The Parable of the Good Nazi

Théodule-Augustin_Ribot_-_The_Good_Samaritan_-_WGA19393OK. The headline was supposed to get your attention.

It just occurred to me in the wake of the Charlottesville protests this past weekend, that the Parable of the Good Samaritan is worth another look.

Too often this parable is preached as a peace and justice parable. In other words, Jesus is telling us to reach out and help the wounded, the vulnerable and the victims. Sure.

But in fact, the parable is not really about that.

The parable is about racial and religious prejudice. First we have to look at the context. A teacher of the law asked Jesus what he must do. Jesus answers, “Love Your Neighbor.” Being one of those trolls who loves to pick a fight and pick a nit, the teacher of the law says, “Ah, yes, but who is my neighbor?”

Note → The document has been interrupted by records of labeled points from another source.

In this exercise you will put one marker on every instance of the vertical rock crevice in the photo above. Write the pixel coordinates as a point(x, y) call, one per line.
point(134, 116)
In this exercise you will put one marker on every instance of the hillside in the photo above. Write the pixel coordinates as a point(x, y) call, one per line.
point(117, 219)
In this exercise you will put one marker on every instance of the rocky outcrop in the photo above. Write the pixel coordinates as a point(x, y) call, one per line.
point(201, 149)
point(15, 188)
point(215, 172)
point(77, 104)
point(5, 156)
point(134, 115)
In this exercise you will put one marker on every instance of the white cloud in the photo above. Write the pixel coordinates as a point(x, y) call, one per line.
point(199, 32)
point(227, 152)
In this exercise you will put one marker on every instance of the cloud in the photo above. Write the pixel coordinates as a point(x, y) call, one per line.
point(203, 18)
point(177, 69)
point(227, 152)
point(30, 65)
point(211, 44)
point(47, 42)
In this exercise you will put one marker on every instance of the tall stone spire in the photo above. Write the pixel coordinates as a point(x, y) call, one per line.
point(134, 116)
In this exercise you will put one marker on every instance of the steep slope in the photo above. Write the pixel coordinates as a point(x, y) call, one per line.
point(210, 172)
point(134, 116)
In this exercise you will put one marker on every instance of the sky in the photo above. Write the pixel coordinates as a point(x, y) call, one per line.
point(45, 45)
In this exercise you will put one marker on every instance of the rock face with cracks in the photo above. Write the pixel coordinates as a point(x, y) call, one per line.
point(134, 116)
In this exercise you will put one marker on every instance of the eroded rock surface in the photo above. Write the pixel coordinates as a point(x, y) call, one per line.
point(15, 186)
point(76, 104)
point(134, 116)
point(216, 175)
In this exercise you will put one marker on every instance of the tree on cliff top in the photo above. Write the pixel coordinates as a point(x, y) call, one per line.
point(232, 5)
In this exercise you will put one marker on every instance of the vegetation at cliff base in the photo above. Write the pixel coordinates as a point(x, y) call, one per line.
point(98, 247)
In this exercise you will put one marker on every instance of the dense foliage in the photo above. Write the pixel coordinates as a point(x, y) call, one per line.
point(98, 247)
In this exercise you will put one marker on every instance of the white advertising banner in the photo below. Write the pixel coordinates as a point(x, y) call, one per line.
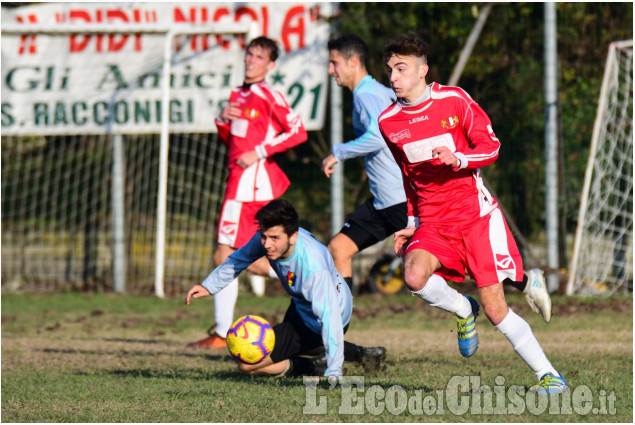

Jesus the tells the famous story. But if you didn’t get the irony and Jesus’ really deep rebuke to the snooty lawyer its maybe because you are not aware of who the Samaritan is.

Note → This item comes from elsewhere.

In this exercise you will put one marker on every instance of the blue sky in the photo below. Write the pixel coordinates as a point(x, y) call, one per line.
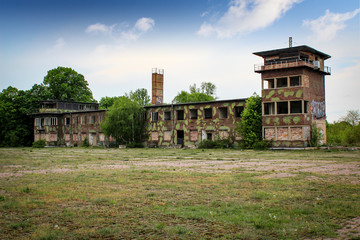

The Samaritans were despised by the proper Jews–the scribes (of whom the teacher of the law was one) the respectable Sadducees and the Puritanical and legalistic Pharisees. The Samaritans were the grubby peasants who were left behind when all the good people were hauled off to Babylon. They claimed Jewish descent, but the Jews looked down on them as heretics and they looked down on the Jews as followers of a new religion. Think of the clash between Irish Catholics and Northern Irish Protestants. Both Christians, but filled with hatred and suspicion of one another.

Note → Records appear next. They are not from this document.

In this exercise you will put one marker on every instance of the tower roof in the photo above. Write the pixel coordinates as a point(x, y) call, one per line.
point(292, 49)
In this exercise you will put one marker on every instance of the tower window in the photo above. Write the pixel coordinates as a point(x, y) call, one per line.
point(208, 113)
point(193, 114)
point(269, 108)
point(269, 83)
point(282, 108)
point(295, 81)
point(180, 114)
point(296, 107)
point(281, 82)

To make a long story short, the Samaritan was the one person Jesus knew the teacher of the law would be bigoted against. That’s why he made the Samaritan the hero of the story. To rub salt in the wounds remember too, a priest and a Levite–two members of the Jewish religious establishment–(and the lawyer’s buddies) passed by and didn’t help the wounded man. The Samaritan did.

So the message is not so much, “Try to be nice to people who are down on their luck.” Instead the message is, “Love and accept the person you hate the most.”

Since that is the message, the challenge is to love the White Supremacist and for the White Supremacist to love all the other people. You know the old Sunday School song, “Red, and Yellow Black and White, They are children in his sight. Jesus loves the little children of the world.”

Does this mean I am making excuses in some way for Nazis, White Supremacists, KKK members etc. etc.? Of course not. Their ideology is vile and stupid. Does it do any good to react in violence against them? Sorry. That just feeds the fires. Does it mean one goes all soft and overlooks their racist and bigoted ideology?

No. They should be corrected and nobody should be blind about the evil of their viewpoint.

But the Christian way is to be color blind. We see each person for the child of God they are….even the ones we find most abhorrent.

I think, depending who he was talking to today, Jesus would have made the Samaritan a White Supremacist–or a Black Lives Matter activist.